Finally, our participants noted that the UK is in a period of flux as the country struggles to chart its own path post-Brexit and recover from the COVID-19 pandemic and larger macroeconomic forces. Our participants were clear that data-intensive science will continue to feature prominently in research in the biomedical and public health domains, including those harnessing Big Data analytics. This, our participants felt, was on the whole a positive evolution and one that would lead to better understanding of health and possibly more targeted and effective public health interventions. As noted above, however, the path forward in the UK for Big Data research is not written in stone, and nor is it free from risk. The country may yet stumble coming out of the pandemic recovery and may find itself facing “regulatory headwinds” as it seeks to develop new rules for research now that it is untethered to the EU. Separate from the specific content of any future regulation, our analysis demonstrates that Big Data research needs smart and effective regulation to enable it to thrive and sustain public trust. This includes a robust data protection regulatory environment as we believe currently exists in the UK, and smart and effective regulation that ensures private sector (commercial) organisations make use of patient and health data in ways that accord with people’s reasonable expectations of such use. This future regulatory environment, however, also requires clearer information governance guidance for data custodians that can enable data to be used and shared in a responsible manner [46]. To date, as many of our interview participants noted, a lot of data are not shared—even when they can and should be done so in a safe and effective manner (through e.g. secure data environments/trusted research environments). This is not so much due to data protection laws that prohibit sharing. Rather it is more a consequence of information governance rules and processes shaped by data custodians who feel reluctant to share data because of a “culture of caution” and—we would argue—undue over-caution with regards to perceived risks. As past research has indicated, such an overly strict and conservative approach not only is unwarranted in most instances, but it may actually undermine the intentions of patients and publics who wish their data to be shared responsibly for health research and to drive scientific breakthroughs and effective public health interventions [47].

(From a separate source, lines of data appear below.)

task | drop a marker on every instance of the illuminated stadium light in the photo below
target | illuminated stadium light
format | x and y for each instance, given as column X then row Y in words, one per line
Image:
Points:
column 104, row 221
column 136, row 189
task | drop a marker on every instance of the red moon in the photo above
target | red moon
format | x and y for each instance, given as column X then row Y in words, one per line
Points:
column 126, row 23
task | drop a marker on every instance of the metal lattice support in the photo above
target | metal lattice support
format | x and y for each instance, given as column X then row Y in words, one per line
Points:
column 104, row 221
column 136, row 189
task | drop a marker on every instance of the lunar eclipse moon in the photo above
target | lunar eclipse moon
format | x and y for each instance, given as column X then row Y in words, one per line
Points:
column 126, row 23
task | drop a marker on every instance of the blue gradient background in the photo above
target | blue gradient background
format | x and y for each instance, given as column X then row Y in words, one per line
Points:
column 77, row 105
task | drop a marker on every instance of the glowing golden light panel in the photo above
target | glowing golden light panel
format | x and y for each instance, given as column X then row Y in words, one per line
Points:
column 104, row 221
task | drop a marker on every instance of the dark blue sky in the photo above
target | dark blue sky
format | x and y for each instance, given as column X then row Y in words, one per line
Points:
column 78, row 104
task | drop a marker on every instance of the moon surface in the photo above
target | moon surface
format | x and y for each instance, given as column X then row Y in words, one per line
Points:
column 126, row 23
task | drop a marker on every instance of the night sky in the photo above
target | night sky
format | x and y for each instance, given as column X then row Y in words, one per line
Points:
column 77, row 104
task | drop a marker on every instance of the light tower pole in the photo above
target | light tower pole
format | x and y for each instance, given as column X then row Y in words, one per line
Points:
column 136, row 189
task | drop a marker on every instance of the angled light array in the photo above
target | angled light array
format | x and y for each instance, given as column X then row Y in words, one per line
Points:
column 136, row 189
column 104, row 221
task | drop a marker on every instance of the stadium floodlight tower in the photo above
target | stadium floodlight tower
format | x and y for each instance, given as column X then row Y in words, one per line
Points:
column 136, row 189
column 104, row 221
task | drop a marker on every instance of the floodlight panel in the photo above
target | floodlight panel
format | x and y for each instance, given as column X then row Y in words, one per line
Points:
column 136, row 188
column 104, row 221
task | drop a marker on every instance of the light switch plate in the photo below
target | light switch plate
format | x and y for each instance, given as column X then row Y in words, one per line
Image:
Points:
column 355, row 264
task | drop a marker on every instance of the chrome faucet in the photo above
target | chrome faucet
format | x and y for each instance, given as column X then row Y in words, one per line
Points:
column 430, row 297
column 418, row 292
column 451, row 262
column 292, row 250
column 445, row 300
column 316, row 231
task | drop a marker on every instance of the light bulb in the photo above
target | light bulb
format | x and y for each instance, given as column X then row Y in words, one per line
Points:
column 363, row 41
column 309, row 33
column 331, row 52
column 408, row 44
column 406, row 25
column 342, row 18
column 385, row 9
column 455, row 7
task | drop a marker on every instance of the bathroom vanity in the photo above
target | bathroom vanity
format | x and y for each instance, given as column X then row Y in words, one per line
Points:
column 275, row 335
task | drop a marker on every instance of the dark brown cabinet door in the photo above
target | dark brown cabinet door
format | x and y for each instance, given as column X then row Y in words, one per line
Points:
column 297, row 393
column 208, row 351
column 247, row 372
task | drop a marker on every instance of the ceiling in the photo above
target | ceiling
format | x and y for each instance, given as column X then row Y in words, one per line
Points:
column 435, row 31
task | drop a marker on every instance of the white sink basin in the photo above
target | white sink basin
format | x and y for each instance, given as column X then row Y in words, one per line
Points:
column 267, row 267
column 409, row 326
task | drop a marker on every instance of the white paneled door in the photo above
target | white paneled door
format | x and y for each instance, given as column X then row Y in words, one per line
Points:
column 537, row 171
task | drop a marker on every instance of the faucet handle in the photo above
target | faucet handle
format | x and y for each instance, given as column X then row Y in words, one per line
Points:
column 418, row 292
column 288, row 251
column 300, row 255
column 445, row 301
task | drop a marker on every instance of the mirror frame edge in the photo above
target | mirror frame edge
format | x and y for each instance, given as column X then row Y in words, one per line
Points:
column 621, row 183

Big Data research, our analysis demonstrates, also needs to be attuned to issues of justice and equity (as well as equality, diversity, and inclusion), and to this end, we recommend that funders provide significantly more opportunities (in training, in funding, and so on) for ethnic minority researchers and to enable their voices to be amplified. We would also recommend that funders develop schemes that focus research attention on health disparities and health issues that significantly impact minority communities, and as part of this, build in funding that helps those research projects develop knowledge and innovation that can potentially deliver better services and address health disparities on the ground.

Recommendations to instantiate “Big Data Ethics by Design”

Based on the foregoing discussion, we propose several practical recommendations to give effect to a “Big Data Ethics by Design” approach, focusing on the legal and ethical dimensions, that can help researchers  gain and maintain trust in their research (Table 3) (see also [32, 48] for related discussion of the policy implications of Big Data health research studies such as UK-REACH). We think this approach complements other emerging approaches such as ethics parallel research or embedded ethics [49, 50] in that it not only ensures research teams consider these dimensions right at the design phase of their study and then throughout the study’s lifecycle and makes them an integral part, but it also places explicit focus on the Big Data-specific dimensions of a study in the area of health or public health, ensuring engagement, transparency, and sensitivity to factors of trust and mistrust in data usage are addressed robustly. In what follows, our recommendations align with and build on existing work on the ethics of Big Data [15,16,17,18]. We purposely do not intend them to be prescriptive or overly specific; this is so that they are generalisable beyond Big Data research involving ethnic minorities or HCWs, and have greater purchase for all sorts of projects seeking to harness the power of data to yield new insights into health and health outcomes in a given community or population.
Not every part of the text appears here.